And there was no one to call.
Usually, if he worked too hard at the office, he didn’t crash. He’d go home to his house and stay awake for hours more. His mind would go a mile a minute and not calm down. It mattered not if he had coffee or other forms of caffeine. His mind was wired to go, go, go.
If Isobel was in Italy, Diehl would call her to talk on the phone. She was usually on audio only—for reasons he was beginning to understand—but it would be morning on the Amalfi Coast, and she would give him her listening ear.
Right now Diehl badly needed someone to listen to him hash out his life’s worries.
How could he move on?
Chapter Six
Sleeping fitfully through the night, Diehl woke up again when dawn broke. He pulled aside the sheer curtains, opened the French doors, and stepped onto the wooden balcony.
The rush of waves onto the shore was at a consistent time signature. Back and forth, back and forth. He watched as the sky lightened up.
“God is turning on the light,” Grandpa Brooks used to say.
Diehl closed his eyes and let the morning breeze wash over his face and through his hair. He could feel Grandpa pat his head and say, “Diehl, I pray that someday you will serve God.”
He had never forgotten those words. Why would Grandpa say such a thing to a then ten-year-old boy who could hardly differentiate Jesus from Santa?
I pray that someday you will serve God.
Oh, if only Grandpa knew how far away Diehl was to that prayer. Granted, some nine or ten years after Grandpa said that, Diehl accepted Jesus while he was in college.
Accepted.
That was almost twenty years ago. Like old news.
Today he felt that he had unaccepted Jesus. He felt so distant from God.
He looked up at the brightening sky.
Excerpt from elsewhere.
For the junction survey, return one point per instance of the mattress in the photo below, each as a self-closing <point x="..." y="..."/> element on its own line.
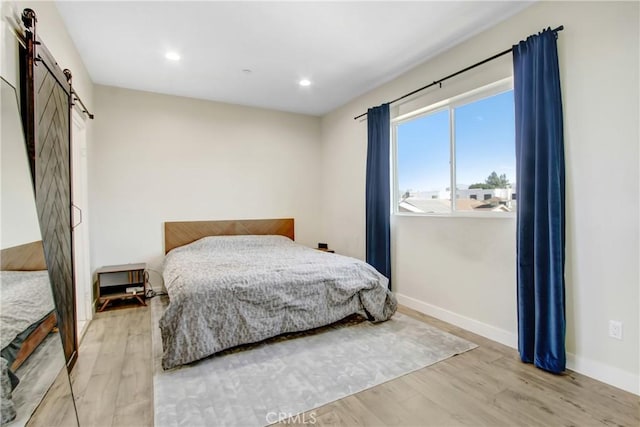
<point x="25" y="300"/>
<point x="226" y="291"/>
The clouds stretched across the sky, wispy clouds here and puffy clouds there. He couldn’t remember all their names, but Grandpa had known. He had studied the clouds in the sky—back in school, he said—and could name them all. Cirrus this and altocumulus that.
Diehl hadn’t paid too much attention to all that Grandpa said as the four grandchildren walked about the beaches of Seaside Island minutes from St. Simon’s Island, shoveling up more sand than seashells.
All he had remembered were those words.
I pray that someday you will serve God.
Diehl couldn’t see how. After college, he and Isobel went to graduate school. Both earned their MBA. Both got jobs at his father’s company. They partied a lot, to say the least. They had many friends. Sometimes Isobel hosted dinner parties on her own without Diehl. It seemed that her daily life consisted of going from party to party.
To be honest with himself, Diehl couldn’t recall whether Isobel changed at all. She had always been an extrovert. As for Diehl, he’d rather keep to himself and come home to a quiet house after work. He had friends, but not all over his house every Friday night.
Then the kids came, and Diehl thought the partying would stop. Nope. Isobel carried on. The parties moved from Atlanta to Hawaii and the Amalfi Coast. Destination parties and all that.
Diehl stopped keeping up.
Perhaps that was when his marriage died.
To this day, he wondered if he and Isobel ever loved each other at all—or whether they were simply using each other to fill in their own lonely spaces.
He couldn’t pin down a reason he had married her. Was it because she was the life of the party?
She played hard, and then she died. Their children were the best things that came out of their marriage.
By the time eight o’clock rolled around, Diehl could barely keep his eyes opened. He had to get dressed and let Chef Joseph in to cook breakfast. He hadn’t showered because he wanted to go back to bed as soon as he let the chef in.
Chef Joseph did not have a key to the house. However, Skye did. Brinley had entrusted her spare house key to Skye.